Il ressort d’une réponse d’Anne-Marie à Mademoiselle de Gournay que celle-ci qui, dans sa dernière édition de l’Égalité, fait un grand éloge de l’érudite fille, lui reprochait de trop s’amuser à l’étude des langues. Mademoiselle de Schurman assure sa vénérable amie qu’elle n’occupe à cet exercice que ses heures de loisir sauf pour « la langue saincte » à cause de l’Ancien Testament.

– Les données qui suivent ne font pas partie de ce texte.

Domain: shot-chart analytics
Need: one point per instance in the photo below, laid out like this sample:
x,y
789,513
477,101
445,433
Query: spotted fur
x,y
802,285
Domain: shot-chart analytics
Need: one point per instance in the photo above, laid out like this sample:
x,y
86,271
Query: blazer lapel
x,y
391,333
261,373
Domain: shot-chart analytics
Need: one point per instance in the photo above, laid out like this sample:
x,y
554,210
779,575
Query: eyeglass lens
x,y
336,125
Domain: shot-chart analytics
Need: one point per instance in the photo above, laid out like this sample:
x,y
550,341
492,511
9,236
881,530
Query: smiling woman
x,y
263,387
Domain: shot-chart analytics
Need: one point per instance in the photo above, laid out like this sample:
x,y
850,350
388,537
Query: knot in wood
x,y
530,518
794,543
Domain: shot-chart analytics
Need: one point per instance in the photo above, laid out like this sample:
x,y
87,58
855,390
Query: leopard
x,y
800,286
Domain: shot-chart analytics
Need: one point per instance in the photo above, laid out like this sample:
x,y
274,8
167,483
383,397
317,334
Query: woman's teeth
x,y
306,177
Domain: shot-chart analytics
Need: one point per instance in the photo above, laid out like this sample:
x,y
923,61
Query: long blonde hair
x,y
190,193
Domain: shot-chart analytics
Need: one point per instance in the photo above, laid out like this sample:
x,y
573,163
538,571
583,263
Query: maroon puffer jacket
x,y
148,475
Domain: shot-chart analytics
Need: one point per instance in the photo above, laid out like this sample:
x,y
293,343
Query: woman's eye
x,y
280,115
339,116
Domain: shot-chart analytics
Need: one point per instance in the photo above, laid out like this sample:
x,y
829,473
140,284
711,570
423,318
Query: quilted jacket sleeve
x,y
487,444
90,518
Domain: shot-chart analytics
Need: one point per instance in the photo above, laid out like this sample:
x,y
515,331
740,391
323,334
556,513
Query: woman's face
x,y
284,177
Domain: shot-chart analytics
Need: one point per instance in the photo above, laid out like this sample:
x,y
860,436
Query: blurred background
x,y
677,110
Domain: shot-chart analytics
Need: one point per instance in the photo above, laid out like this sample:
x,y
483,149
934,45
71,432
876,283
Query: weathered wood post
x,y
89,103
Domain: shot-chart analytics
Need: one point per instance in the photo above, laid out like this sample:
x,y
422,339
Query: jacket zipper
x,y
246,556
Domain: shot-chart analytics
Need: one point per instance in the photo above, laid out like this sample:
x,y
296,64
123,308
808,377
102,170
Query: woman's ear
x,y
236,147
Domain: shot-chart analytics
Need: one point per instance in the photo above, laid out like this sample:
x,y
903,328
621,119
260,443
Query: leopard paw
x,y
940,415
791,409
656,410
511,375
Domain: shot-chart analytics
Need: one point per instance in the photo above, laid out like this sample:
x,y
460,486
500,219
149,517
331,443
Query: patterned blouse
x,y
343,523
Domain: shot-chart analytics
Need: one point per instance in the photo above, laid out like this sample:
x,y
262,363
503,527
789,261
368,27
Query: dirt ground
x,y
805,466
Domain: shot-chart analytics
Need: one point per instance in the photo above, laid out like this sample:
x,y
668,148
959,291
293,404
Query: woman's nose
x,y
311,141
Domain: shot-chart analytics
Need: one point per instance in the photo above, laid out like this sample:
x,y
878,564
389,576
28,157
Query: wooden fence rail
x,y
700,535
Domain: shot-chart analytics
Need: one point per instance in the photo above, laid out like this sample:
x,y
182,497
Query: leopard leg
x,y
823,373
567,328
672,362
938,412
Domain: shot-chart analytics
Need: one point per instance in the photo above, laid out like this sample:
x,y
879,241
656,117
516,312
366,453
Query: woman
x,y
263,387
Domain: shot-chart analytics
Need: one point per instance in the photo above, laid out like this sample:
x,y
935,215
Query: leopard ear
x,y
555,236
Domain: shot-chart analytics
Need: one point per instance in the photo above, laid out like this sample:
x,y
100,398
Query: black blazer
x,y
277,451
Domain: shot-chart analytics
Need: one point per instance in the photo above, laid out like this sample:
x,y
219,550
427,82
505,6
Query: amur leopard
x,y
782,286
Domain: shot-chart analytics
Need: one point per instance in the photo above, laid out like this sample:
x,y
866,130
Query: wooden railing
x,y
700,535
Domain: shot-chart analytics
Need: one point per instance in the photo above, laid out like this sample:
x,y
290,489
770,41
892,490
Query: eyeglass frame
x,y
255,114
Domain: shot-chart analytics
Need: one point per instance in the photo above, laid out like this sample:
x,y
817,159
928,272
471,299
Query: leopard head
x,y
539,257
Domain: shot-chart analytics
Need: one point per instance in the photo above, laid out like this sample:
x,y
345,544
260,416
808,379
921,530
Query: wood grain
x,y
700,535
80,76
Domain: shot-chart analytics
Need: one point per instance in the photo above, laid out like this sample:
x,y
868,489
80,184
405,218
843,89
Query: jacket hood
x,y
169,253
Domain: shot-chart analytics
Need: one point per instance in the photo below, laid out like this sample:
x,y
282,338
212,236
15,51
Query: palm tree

Le P. Louis Jacob, dans un éloge latin de la savante Hollandaise, éloge traduit en français par Paul Jacob lyonnais, parle de l’estime dont elle jouissait auprès des grands et des lettrés et il cite entre autres témoignages de respect une lettre de Naudé, le célèbre bibliothécaire de Mazarin. Dans cette lettre Naudé raconte l’admiration que Guillaume Colletet professait pour Anne-Marie de Schurman dont il connaissait fort bien et l’œuvre et les mérites. « Je me souviens, dit Naudé en parlant d’une visite qu’il fit à Colletet, que l’ayant rencontré il y a quelque temps dans son agreable jardin, il m’entretint de l’admirable providence de la nature qui a voulu mettre en la place de Marie de Gournay (fort avancee en aage, et sur son declin et en si grande reputation d’esprit et d’eloquence et de doctrine, que mesme elle pouvoit fermer la bouche aux plus sçavans) Anne-Marie comme un rejetton pour soustenir à l’envy de tous les hommes, la gloire de son sexe avec une esgale pointe d’esprit, et peut estre avec autant de gloire et de reputation. Il disoit aussi qu’il estoit bien raisonnable que l’eloge que Juste Lipse Flamand, censeur exact des esprits, avoit fait en faveur de Mademoiselle de Gournay pour se frayer le chemin à une gloire immortelle, fut rendu par quelque François à Marie de Schurman, la plus industrieuse de toutes les filles du Pays bas. »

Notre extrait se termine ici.